Treating Trauma and Addiction with the Felt Sense Polyvagal Model: A Bottom-Up Approach

Author(s) : Jan Winhall

Treating Trauma and Addiction with the Felt Sense Polyvagal Model: A Bottom-Up Approach

Book Details

  • Publisher : Routledge
  • Published : 2021
  • Cover : Paperback
  • Pages : 218
  • Category :
    Addictions
  • Category 2 :
    Individual Psychotherapy
  • Catalogue No : 95687
  • ISBN 13 : 9780367408121
  • ISBN 10 : 0367408120

Reviews and Endorsements

Reframing addiction and its treatment through the lens of Experiential Psychotherapy, Polyvagal Theory, Interpersonal Neurobiology and Imago Relationship Therapy, Jan Winhall has produced a brilliant synthesis and expansion of addiction theory and treatment that should be read by all therapists, not just addiction specialists." - Harville Hendrix, PhD, and Helen LaKelly Hunt, PhD, authors of Doing Imago Relationship Therapy in the Space Between.

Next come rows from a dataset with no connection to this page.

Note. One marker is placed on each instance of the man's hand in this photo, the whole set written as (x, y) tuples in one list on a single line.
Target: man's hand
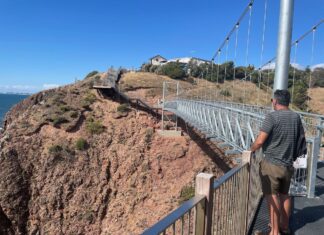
[(262, 137)]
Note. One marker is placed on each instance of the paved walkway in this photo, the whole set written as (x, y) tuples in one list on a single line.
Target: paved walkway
[(308, 213)]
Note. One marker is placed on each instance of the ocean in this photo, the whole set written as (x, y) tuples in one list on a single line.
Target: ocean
[(7, 101)]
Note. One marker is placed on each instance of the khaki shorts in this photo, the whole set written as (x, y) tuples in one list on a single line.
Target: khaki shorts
[(275, 179)]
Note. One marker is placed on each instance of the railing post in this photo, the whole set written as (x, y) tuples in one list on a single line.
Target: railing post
[(203, 217), (312, 167), (246, 158)]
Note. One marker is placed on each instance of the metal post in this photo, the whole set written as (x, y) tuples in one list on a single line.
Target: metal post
[(312, 167), (163, 106), (284, 44), (203, 219), (177, 104)]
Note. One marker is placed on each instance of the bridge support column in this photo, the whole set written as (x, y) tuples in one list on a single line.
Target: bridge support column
[(284, 44)]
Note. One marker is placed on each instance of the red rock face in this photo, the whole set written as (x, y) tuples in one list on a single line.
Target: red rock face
[(123, 181)]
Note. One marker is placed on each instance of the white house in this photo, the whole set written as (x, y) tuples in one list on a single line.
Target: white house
[(186, 60), (158, 60)]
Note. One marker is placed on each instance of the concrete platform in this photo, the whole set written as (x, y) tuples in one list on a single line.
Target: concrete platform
[(307, 215)]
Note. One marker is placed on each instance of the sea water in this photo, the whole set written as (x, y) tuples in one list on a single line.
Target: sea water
[(6, 102)]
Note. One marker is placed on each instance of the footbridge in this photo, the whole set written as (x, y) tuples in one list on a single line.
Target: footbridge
[(233, 203)]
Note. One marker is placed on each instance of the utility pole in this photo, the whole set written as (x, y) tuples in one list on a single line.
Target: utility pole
[(284, 44)]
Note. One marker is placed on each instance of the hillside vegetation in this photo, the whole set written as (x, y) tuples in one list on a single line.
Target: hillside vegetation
[(73, 161)]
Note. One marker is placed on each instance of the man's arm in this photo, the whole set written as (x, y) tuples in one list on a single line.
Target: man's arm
[(262, 137)]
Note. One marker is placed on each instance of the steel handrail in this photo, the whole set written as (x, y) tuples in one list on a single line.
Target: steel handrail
[(170, 219)]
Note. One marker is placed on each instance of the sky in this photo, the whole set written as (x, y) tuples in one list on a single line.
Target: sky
[(54, 42)]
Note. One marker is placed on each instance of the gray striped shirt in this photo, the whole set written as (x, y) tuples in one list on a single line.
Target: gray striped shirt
[(282, 127)]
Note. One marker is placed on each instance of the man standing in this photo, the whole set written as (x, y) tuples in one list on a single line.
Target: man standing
[(280, 132)]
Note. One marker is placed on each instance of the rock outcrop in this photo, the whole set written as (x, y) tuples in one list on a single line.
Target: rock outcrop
[(121, 178)]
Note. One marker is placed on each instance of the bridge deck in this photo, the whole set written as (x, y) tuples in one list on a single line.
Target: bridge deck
[(308, 213)]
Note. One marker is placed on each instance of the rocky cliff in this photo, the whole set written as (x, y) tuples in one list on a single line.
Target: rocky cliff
[(75, 162)]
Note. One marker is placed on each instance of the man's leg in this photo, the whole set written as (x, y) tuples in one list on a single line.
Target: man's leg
[(285, 201), (274, 209)]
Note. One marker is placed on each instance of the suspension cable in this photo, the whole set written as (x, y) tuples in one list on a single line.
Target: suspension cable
[(226, 57), (294, 72), (301, 38), (247, 49), (246, 10), (218, 64), (217, 79), (262, 46), (235, 53), (311, 62)]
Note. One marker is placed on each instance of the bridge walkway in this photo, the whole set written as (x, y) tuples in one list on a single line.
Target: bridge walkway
[(307, 214)]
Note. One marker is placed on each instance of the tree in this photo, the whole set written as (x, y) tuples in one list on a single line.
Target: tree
[(300, 95)]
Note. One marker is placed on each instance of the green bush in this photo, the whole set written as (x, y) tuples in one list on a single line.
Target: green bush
[(148, 135), (55, 149), (94, 127), (64, 108), (74, 114), (88, 99), (81, 144), (174, 70), (123, 108), (92, 74), (59, 120)]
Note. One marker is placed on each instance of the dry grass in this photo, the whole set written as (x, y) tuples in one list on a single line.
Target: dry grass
[(149, 86), (317, 100)]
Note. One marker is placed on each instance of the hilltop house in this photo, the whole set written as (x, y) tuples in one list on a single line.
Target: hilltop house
[(186, 60), (158, 60)]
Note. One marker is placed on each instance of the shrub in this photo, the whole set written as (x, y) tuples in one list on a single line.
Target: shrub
[(74, 114), (64, 108), (187, 192), (94, 127), (92, 74), (60, 150), (88, 99), (55, 149), (81, 144), (148, 135), (123, 108), (59, 120)]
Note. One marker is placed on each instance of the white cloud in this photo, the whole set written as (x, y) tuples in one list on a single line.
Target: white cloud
[(50, 86)]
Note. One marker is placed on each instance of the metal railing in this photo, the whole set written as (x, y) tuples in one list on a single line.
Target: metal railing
[(181, 221), (228, 205), (223, 206)]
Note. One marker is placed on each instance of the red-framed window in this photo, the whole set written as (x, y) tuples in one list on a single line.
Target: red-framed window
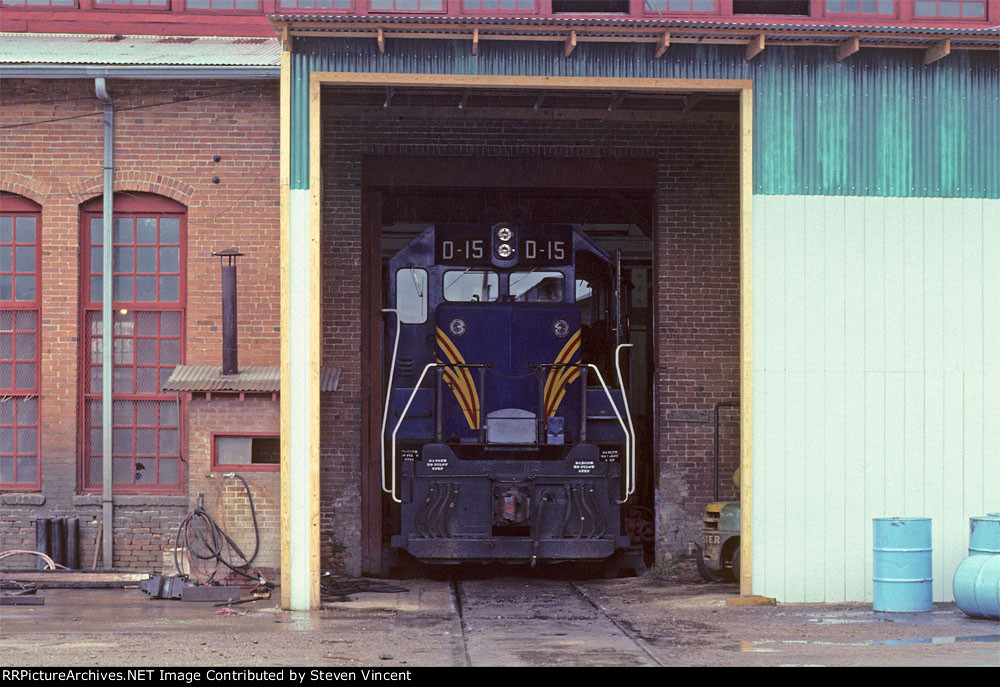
[(20, 347), (438, 6), (131, 4), (40, 4), (950, 9), (499, 6), (148, 286), (260, 452), (879, 9), (687, 6), (294, 6), (248, 6)]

"In this insightful volume Jan Winhall brings together the essence of groundbreaking modern therapeutic practices with her own decades of hard-won clinical experience to fashion a new, deeply humane and promising model of addiction treatment, illustrated by poignant clinical vignettes." - Gabor Mate, MD, is the author of In the Realm of Hungry Ghosts: Close Encounters with Addiction.

"In Treating Trauma and Addiction with the Felt Sense Polyvagal Model Jan Winhall introduces a new strategy to treat addiction that brilliantly integrates Gendlin's classic concept of a felt sense with Polyvagal Theory. The author shares her intellectual journey in which unique insights transform two disparate perspectives into obvious complements leading to a powerful treatment model. As Polyvagal Theory gives the language of neuroscience to Gendlin's felt sense, the phenomenological world of Gendlin becomes transformed by Polyvagal Theory into observable shifts in autonomic state. The product of this creative journey is an integrated therapeutic strategy with the potential to decode the wisdom of the body with its full repertoire of survival reactions into positive outcomes that promote optimal mental and physical health. These successes are highlighted by new abilities to co-regulate with others that lead to successful trusting relationships." - Stephen W. Porges, PhD, Distinguished University Scientist, founding director, Traumatic Stress Research Consortium, Kinsey Institute, Indiana University Bloomington; professor of Psychiatry, University of North Carolina at Chapel Hill.